杭电OJ第4245题 A Famous Music Composer

　　杭电OJ第4245题，A Famous Music Composer（题目链接）。

A Famous Music Composer

Problem Description
Mr. B is a famous music composer. One of his most famous work was his set of preludes. These 24 pieces span the 24 musical keys (there are musically distinct 12 scale notes, and each may use major or minor tonality). The 12 distinct scale notes are:

A

A#=Bb

B

C

C#=Db

D

D#=Eb

E

F

F#=Gb

G

G#=Ab

Five of the notes have two alternate names, as is indicated above with equals sign. Thus, there are 17 possible names of scale notes, but only 12 musically distinct notes. When using one of these as the keynote for a musical key, we can further distinguish between major and minor tonalities. This gives 34 possible keys, of which 24 are musically distinct.
In naming his preludes, Mr.

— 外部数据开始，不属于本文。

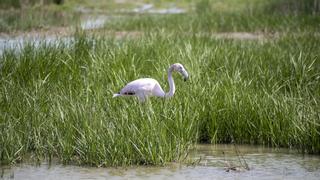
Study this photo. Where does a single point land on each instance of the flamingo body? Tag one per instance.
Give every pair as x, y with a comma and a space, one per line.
146, 87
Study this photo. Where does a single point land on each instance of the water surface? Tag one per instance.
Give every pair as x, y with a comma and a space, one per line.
264, 163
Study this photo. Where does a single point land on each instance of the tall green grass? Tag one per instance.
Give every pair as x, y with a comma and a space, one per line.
57, 101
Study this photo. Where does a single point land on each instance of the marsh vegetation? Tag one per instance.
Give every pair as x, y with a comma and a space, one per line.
55, 101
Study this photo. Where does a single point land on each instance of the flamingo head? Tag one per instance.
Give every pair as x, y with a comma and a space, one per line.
179, 67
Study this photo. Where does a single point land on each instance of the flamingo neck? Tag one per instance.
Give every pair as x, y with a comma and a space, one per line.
171, 84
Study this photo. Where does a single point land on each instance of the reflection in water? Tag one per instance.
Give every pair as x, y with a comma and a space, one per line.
264, 163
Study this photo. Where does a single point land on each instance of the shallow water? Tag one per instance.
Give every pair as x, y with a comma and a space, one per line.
264, 163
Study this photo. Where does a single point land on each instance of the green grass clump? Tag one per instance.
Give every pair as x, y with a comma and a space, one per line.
56, 101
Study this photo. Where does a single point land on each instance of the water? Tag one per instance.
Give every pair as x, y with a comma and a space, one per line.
264, 163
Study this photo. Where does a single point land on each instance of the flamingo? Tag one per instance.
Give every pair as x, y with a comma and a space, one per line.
145, 87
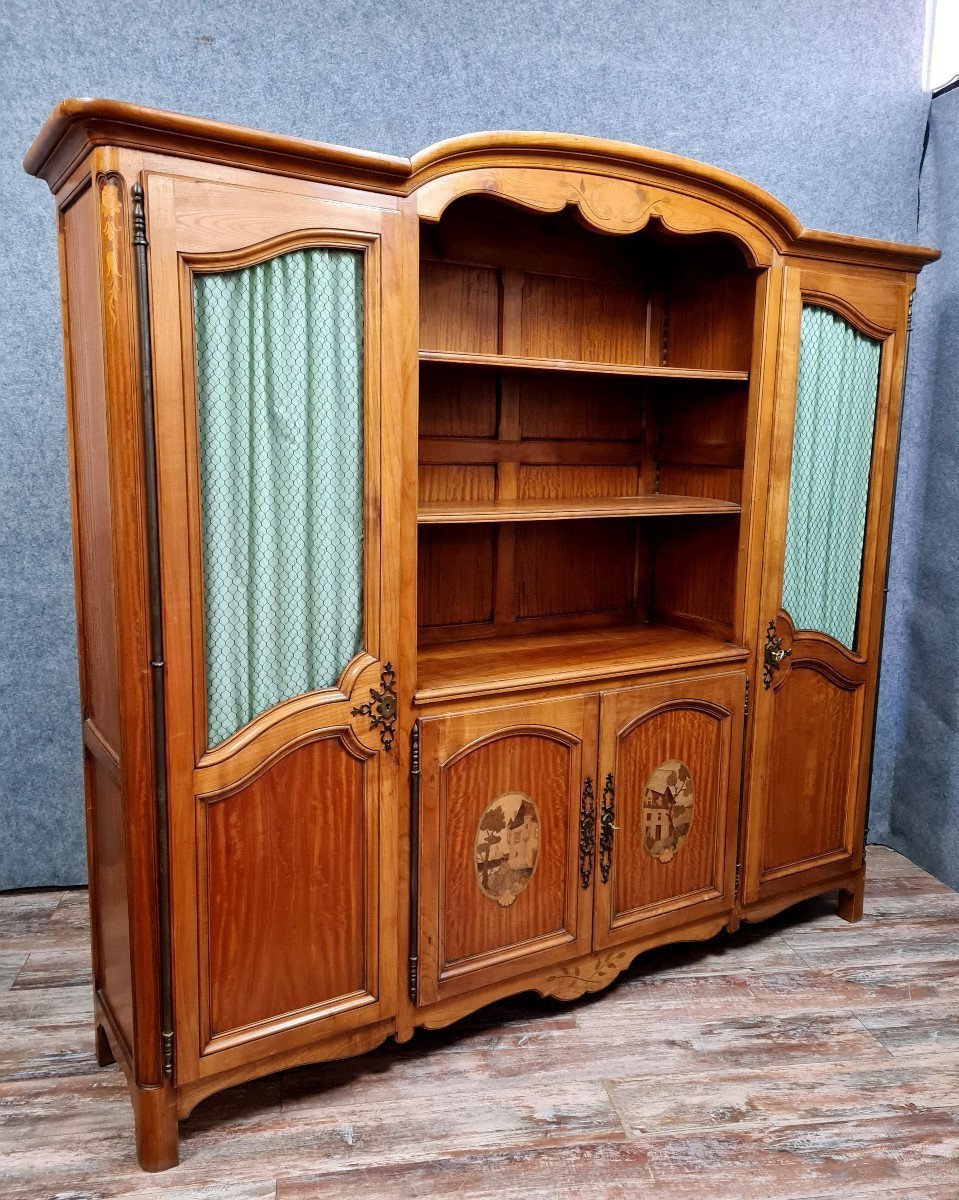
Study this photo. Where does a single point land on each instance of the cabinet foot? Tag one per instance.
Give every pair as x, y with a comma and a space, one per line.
157, 1137
851, 903
105, 1055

B used all the keys except the following 10, which were named instead by their alternate names:

Ab minor	A# major	A# minor	C# major	Db minor
D# major	D# minor	Gb major	Gb minor	G# minor

Write a program that, given the name of a key, give an alternate name if it has one, or report the key name is unique.
Input
Each test case is described by one line having the format "note tonality", where "note" is one of the 17 names for the scale notes given above, and "tonality" is either "major" or "minor" (quotes for clarify).
Output
For each case output the required answer, following the format of the sample.
Sample Input
Ab minor

D# major

G minor
Sample Output
Case 1: G# minor

Case 2: Eb major

Case 3: UNIQUE
Source
Fudan Local Programming Contest 2012

　　解题思路：逐一判断，有别名的输出别名；没有别名的输出UNIQUE
　　C语言源代码如下：

#include <stdio.h>
#include <stdlib.h>
#include <assert.h>
#include <stdbool.h>

int main (void)
{
int test_case = 0;
char note[1000];
while ( gets( note ) != NULL )
{
test_case ++;
if ( note[0] == 'A' && note[1] == ' ' )
printf( "Case %d: UNIQUE\n", test_case );
else if ( note[0] == 'A' && note[1] == '#' )
{
note[0] = 'B';
note[1] = 'b';
printf( "Case %d: %s\n", test_case, note );
}
else if ( note[0] == 'B' && note[1] == 'b' )
{
note[0] = 'A';
note[1] = '#';
printf( "Case %d: %s\n", test_case, note );
}
else if ( note[0] == 'B' && note[1] == ' ' )
printf( "Case %d: UNIQUE\n", test_case );
else if ( note[0] == 'C' && note[1] == ' ' )
printf( "Case %d: UNIQUE\n", test_case );
else if ( note[0] == 'C' && note[1] == '#' )
{
note[0] = 'D';
note[1] = 'b';
printf( "Case %d: %s\n", test_case, note );
}
else if ( note[0] == 'D' && note[1] == 'b' )
{
note[0] = 'C';
note[1] = '#';
printf( "Case %d: %s\n", test_case, note );
}
else if ( note[0] == 'D' && note[1] == ' ' )
printf( "Case %d: UNIQUE\n", test_case );
else if ( note[0] == 'D' && note[1] == '#' )
{
note[0] = 'E';
note[1] = 'b';
printf( "Case %d: %s\n", test_case, note );
}
else if ( note[0] == 'E' && note[1] == 'b' )
{
note[0] = 'D';
note[1] = '#';
printf( "Case %d: %s\n", test_case, note );
}
else if ( note[0] == 'E' && note[1] == ' ' )
printf( "Case %d: UNIQUE\n", test_case );
else if ( note[0] == 'F' && note[1] == ' ' )
printf( "Case %d: UNIQUE\n", test_case );
else if ( note[0] == 'F' && note[1] == '#' )
{
note[0] = 'G';
note[1] = 'b';
printf( "Case %d: %s\n", test_case, note );
}
else if ( note[0] == 'G' && note[1] == 'b' )
{
note[0] = 'F';
note[1] = '#';
printf( "Case %d: %s\n", test_case, note );
}
else if ( note[0] == 'G' && note[1] == ' ' )
printf( "Case %d: UNIQUE\n", test_case );
else if ( note[0] == 'G' && note[1] == '#' )
{
note[0] = 'A';
note[1] = 'b';
printf( "Case %d: %s\n", test_case, note );
}
else if ( note[0] == 'A' && note[1] == 'b' )
{
note[0] = 'G';
note[1] = '#';
printf( "Case %d: %s\n", test_case, note );
}
else
assert(false);
}
return EXIT_SUCCESS;
}